Не знает он, что ей делать. И не знает, что с ней делать. Но едва опустил руку в первую же трубу, вчера брошенную, не вычищенную, как понял: он даст ей время. Время, чтобы уйти. Куда? Это не его дело. Пусть ее тоже вышвырнули, однако она ведь пришла, значит, шла куда-то. Но ведь не к нему, он ее, бань-небань, в глаза раньше не видел. И она его тоже. Его оттуда вышвырнули тогда, когда она, быть может, еще и мыслью родительской не была. Так что к нему идти не могла. Значит, шла в другое место. Вот пускай и идет. Да, нужно дать ей время. Время уйти. И где она раньше жила? Вряд ли как раз под самым округом, за который он отвечает. Вон, туфельки были замазаны, да и платье сзади заляпано, – не раз, видать, присаживалась передохнуть. Так что с него взятки гладки.
К Сивахе он сегодня пойдет. Убьет разом двух зайцев: и успокоится, и время Жиле даст. Как только понял это Сухарь, легче ему стало. К другой трубе пошел, грязь ногами загребая. По пальцам пересчитал – а то припрешься к Сивахе незваным татарином, огребешь горстью ругань, она никому не нужна. Правило есть правило. Еще раз по пальцам прошелся – ага, его день, Сухарев.
Работа хоть и не тяжелая, но думать о чем-либо настойчиво голова отказывалась. Вбивалась какая-нибудь ерундовина, неведомо откуда залетевшая, вот и жевал он, повторяя, эту жвачку целый день. Стихами называя.
– Взятки-гладки-верхоглядки, – бубнил Сухарь, выгребая черпаком черную жижу из 1563-й.
– Взятки-гладки-верхоглядки, – бубнил, стуча сапогом о 1565-ю, сбивая налипы с подошвы.
– Взятки-гладки-верхоглядки, – бубнил, почти пел, плюя в жерло 1590-й – для смаку, – в последнюю на сегодня, ближайшую к округу Сив ахи.
Он качался на Сивахе, словно младенец в люльке, словно щепка в луже, терзая ее пещеру, а сам почему-то думал о Жиле. О ее веснушках, маленьких солнцах. Ушла ли? Осталась? Что делает? Почему он, почему? Почему Жила?
– Сиваха, а у тебя веснушки есть? – спросил.
– Ты чего, ум ополовинил?
– Увидел как-то у Дрозда трубы в рыжие пятна, подумал: веснушки.
– Дрозд – дурак. А ты не будь дураком, а то в следующий раз от ворот поворот.
И снова желейная тряска.
Утром, пока Сиваха дрыхла, раздавая глоткой налево и направо рыкающие рулады, он глотал горячий чай, грыз кусочки сахара и кроил сегодняшний маршрут, чтобы побыстрее оказаться дома. Но как тут зубами ни лязгай, выходило, что хоть и раньше обычного встал, допоздна ему крутиться с трубами. С Сивахой сторговались на десяти. Она, хитрая стерва, трубы дала те, что по всему округу разбросаны. Это она издевается над ним. Веснушки, бань-небань.

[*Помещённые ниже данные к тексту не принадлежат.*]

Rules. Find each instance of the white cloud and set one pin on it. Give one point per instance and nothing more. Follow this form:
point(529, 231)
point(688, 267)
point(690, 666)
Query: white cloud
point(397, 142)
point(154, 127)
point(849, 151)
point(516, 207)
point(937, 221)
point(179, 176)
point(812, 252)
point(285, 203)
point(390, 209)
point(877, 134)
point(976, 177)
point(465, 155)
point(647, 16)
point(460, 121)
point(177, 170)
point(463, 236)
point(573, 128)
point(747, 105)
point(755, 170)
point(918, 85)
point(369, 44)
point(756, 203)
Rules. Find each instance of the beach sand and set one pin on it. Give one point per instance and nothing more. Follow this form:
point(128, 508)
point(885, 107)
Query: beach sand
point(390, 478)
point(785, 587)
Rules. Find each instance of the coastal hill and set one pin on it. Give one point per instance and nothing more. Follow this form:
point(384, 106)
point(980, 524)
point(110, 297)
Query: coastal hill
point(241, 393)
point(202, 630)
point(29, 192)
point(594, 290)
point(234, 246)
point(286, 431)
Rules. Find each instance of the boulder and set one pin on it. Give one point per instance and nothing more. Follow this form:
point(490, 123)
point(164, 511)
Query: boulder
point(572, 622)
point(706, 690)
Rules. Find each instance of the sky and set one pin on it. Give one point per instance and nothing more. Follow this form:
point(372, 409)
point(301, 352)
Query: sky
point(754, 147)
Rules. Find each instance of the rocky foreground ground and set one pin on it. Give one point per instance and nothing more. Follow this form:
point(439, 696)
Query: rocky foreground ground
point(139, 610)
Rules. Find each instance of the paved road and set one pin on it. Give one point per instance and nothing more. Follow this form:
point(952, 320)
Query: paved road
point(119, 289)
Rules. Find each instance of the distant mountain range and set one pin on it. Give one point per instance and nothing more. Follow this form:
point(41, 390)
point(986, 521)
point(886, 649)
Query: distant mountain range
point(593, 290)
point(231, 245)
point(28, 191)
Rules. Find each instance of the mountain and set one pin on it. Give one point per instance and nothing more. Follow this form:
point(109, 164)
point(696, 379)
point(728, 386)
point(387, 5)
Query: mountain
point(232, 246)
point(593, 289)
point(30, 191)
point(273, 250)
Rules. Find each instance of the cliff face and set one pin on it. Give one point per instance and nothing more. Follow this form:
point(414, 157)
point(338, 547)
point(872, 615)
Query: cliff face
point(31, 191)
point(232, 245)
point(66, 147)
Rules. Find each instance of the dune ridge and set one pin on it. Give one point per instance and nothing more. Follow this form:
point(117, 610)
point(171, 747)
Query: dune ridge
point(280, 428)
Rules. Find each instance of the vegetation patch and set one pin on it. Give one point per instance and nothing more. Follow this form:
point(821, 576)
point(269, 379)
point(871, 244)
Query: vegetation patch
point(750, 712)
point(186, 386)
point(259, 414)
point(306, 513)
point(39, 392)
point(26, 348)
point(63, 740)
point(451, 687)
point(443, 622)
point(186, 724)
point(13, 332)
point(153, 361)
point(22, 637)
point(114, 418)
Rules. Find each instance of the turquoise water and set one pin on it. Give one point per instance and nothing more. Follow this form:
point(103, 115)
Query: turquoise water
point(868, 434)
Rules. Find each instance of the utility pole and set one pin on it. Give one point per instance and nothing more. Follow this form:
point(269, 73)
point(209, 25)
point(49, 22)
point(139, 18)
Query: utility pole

– А что ты хотел? Чай-мед мой пьешь, тепло воруешь, простынь свежую пачкаешь – будь добёр чистить трубы.
Так уж и свежую, пользованная ведь, небось, на ней же со Слепнем или еще с кем торговалась. Но пожрать-то – это да, у Сивахи пожрать завсегда можно сытно и вкусно. Не зря она баба.
Нет, издевается она над ним – до самой темени придется по грязи ползать.
Вернулся домой затемно. Остановился у порога, вглядываясь в склизкие ступеньки. Там ли? Тихо что-то. Ушла ли?
Плюнул, рассердившись на себя, грубо толкнул дверь – керосинка не горит, темно, никого.
– Жила, – позвал. И еще раз: – Жила.
Голос дрогнул. Зажег лампу, поставил на стол. Увидел развешенное платье, гольфы – все выстиранное. Уже почти сухое. И тут услышал стон, слабый, будто ветер в трубу вякнул.
На его кровати, сбросив одеяло – то наполовину на пол сползло – лежала Жила. Он сделал шаг, приблизил лампу: пот на лбу, волосы мокрые, жидкими струями подушку облепили.